Getting more out of donors may prove to be about as easy as conducting with a sculling oar. In today's less-than-robust economy, some businessmen complain that now is not the time for huge giveaway programs.

The real untapped resevoir may be the hundreds of small-and mid-sized companies that now don't give at all. This is one group targeted for pump-priming by President Reagan's specially appointed Task Force on the Arts and Humanities -- an ensemble of business, arts, foundation, and academic leaders. The group is juggling several tax ideas to spur more giving.

"What we have to do is broaden the base of corporate giving," says Daniel J. Terra, Mr. Reagan's ambassador at large for the arts. Yet many see little chance of any task force-initiated tax measures surviving a budget-weary Congress. One key to the charity drive may be the President himself. Some are urging him to trumpet personally the case for volunteerism, although other argue it would be "beneath the presidency" to do so.

Beside patchy giving, corporations are often faulted for not straying far beyond their corporate backyards. What about the communities with no big industries?

Many artist worry about corporate censorship or "control" of their work. But , contends Alvin Reiss, director of an arts mangement program at Adelphi University, businesses today are "smart enough to know that if they try to exploit the arts, they will get egg on their face." More worrisome may be what happens to the first when the corporate spigot turns off, perhaps due to an economic slump or the decision of a capricious executive. Leonardo da Vinci himself once complained that the "Medici have made me and broken me."

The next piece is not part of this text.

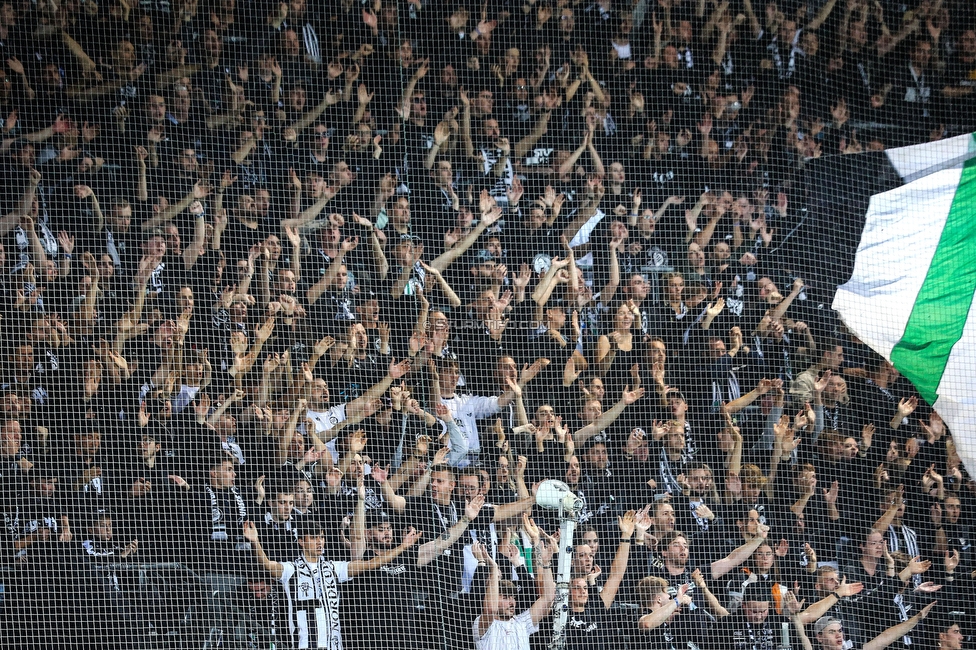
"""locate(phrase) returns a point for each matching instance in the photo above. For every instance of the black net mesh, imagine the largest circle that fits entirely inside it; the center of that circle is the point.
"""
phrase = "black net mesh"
(304, 301)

Others would like to see more funds going to the avant-garde artist instead of conservative, safe institutions and big-drawing exhibitions (the "King tuts").

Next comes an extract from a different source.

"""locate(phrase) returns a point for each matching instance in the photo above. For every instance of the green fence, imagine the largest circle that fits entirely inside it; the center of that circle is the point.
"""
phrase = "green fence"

The arts face other problems as well. They are inherently inefficient and labor intensive: poems and paintings are crafted, one at a time. No new electronic marvel is going to come along and reduce the number of strings in a symphony (musicians hope!).

Today the country is riding a crest of cultural activity. Since 1965, the number of symphony orchestras and opera companies has doubled, theater troups more than quadrupled, dance groups multiplied 10 times, and the number of community-based arts groups has shot from 150 to more than 2,000.

All of which helps explain the current economic dilemna: More groups are chasing a shrinking pool of funding. Ultimately, the survival of the arts will probably depend on what they know best -- rsourcefulness and creactivity."Easy money isn't there anymore," sums up W. Grant Brownrigg, executive director of the American Council for the Arts in New York. "Groups are going to have to become more self-reliant, more ingenious."